As people who would like to spread gaming to an even larger population, it's definitely in our best interest to have these discussions and talk about the issues.

Plus, it's fun.

That is a very good point. I guess ultimately it's pretty hard for me to understand the total obedience to some sort of morality. Questioning it seems like a good idea.

And this is why role-playing as an empathic operation and an empathic experience is good for you. It gives you an opportunity to try and understand the total obedience to some sort of morality, in a sandboxed experience where it's safe to play with those kind of ideas.

But that's the danger, of course, as some would say it. You are safe to play with those kind of ideas in the context of role-playing game. It's just like how there is a strong component of the "alt.right" which is engaged in a long-term LARP, in a sense, where they pretend to be anti-Semitic hyper-conservative partisans while trolling because it's a relatively safe space for them to role-play and engage with those ideas.

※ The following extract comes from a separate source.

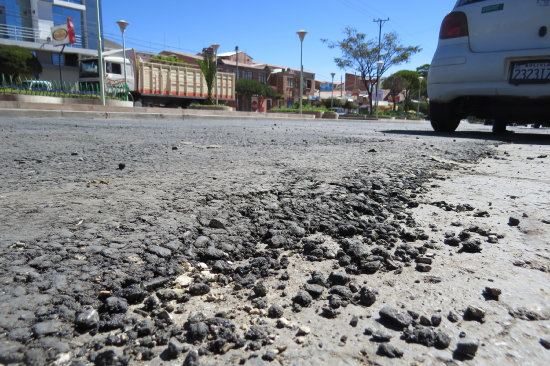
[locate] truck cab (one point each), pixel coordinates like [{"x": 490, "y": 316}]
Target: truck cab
[{"x": 113, "y": 66}]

That's part of why I don't really take anything about the alt.right seriously in any context, and I am endlessly amused by those who do – but that's an entirely different field of discussion which probably doesn't belong here.

Regardless, the idea of playing with philosophies and moralities that don't align with things that you necessarily agree with is one of the most important things that we do in the course of role-playing games. It's also one of the most fun. And it is simultaneously one of the most dangerous from the perspective of a certain point of view.